Prendi un attore fenomenale come Sean Penn e truccalo come Robert Smith dei Cure per interpretare una rock star degli anni ’80.
Prendi una storia tanto assurda quanto potente e quello che ne esce è This must be the place, un road movie che proprio nel viaggio trova la sua forma perfetta.

La storia racconta di una rock star immersa negli agi e nella noia della quotidianità fatta di visite non desiderate al cimitero, spese e incontri al centro commerciale della città in cui ha scelto di ritirarsi e in cui convive con una moglie stranamente “normale”, un’amica adolescente e altri strani personaggi. Ormai depresso per essere mira di smorfie e prese in giro per il suo essere copia di se stesso e autentico personaggio vivente, tutto cambia quando deve affrontare il ritorno a casa, negli Stati Uniti per la morte del padre. Qui viene a sapere che per tutta la sua vita il padre a cui non parlava da 30 anni non ha fatto altro che dare la caccia al criminale nazista che lo aveva umiliato ad Aushwitz e decide quindi di porre fine a questa ricerca.
Seguiamo così Cheyenne, questo il nome del protagonista, lungo le strade d’America, attraverso incontri e scontri con persone non meno strane di lui (dall’inventore dei trolley a David Byrne) che lo portano più vicino alla sua preda ma anche a fare i conti con se stesso e con i suoi rimorsi di figlio e padre mancato. Tra momenti di commozione e battute ironiche e taglienti, si arriva all’epilogo e alla conclusione del suo viaggio che non ha nulla della violenza, della crudeltà che ci si aspetta ma è solo un’atroce bellezza, quella che sta dentro la vendetta.
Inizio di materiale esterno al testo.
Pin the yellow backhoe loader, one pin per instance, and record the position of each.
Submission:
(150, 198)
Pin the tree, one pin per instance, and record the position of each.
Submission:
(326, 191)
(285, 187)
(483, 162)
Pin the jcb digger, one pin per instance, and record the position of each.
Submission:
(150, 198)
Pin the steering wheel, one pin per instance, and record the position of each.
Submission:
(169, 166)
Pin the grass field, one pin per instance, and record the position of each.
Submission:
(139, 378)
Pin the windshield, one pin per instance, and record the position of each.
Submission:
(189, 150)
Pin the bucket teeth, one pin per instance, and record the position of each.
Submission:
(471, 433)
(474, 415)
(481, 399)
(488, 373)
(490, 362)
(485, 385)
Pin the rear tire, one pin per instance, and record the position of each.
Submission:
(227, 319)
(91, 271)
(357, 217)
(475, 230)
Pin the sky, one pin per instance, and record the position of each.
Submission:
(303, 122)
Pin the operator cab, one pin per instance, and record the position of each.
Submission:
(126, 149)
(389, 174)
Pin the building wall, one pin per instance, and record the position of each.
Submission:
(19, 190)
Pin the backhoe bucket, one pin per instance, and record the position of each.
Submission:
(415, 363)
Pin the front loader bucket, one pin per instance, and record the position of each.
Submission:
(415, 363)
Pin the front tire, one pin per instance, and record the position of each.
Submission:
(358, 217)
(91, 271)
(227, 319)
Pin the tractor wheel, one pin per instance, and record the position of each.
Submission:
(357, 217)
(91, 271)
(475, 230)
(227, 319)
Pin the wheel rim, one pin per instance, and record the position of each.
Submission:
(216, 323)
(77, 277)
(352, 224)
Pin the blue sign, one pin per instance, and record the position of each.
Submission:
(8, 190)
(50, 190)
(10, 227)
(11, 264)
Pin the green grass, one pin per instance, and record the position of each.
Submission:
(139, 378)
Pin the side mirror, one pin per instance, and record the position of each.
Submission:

Sorrentino riesce ancora una volta a stupire, se con Il Divo aveva raccontato in modo perfetto gli anni bui dell’Italia, con This must be the place riesce ad incantare con una fotografia (non a caso del grande Bigazzi) e delle scene da oscar. Nonostante il film non abbia vinto nulla a Cannes, dove è stato presentato, si può ben dire che il regista ha vinto la sfida non solo di mettersi in collaborazione con una grande co-produzione internazionale ma anche di saper gestire e far brillare una grande star americana come Sean Penn. Il sodalizio tra i due rasenta la perfezione, la recitazione svogliata, annoiata e lenta dell’attore vive anche grazie ai movimenti di macchina che lo incorniciano e a dei dialoghi comici e profondi che lo caratterizzano.
Ciliegina sulla torta, infine, la colonna sonora. Passando dal rock anni ’80 sperimentale (vedi Talking Heads dalla cui canzone prende il titolo il film e che è ripresa in una delle scene più toccanti) fino alle cover moderne di questi brani, il film è impreziosito e arricchito dalla musica, che diviene un’ulteriore protagonista.
This must be the place è quindi un film che merita il successo e l’entusiasmo che sta avendo, perchè qualcosa nella storia disturba ognuno di noi, non si capisce bene che cosa, ma ci disturba e solo i grandi film sanno fare questo effetto.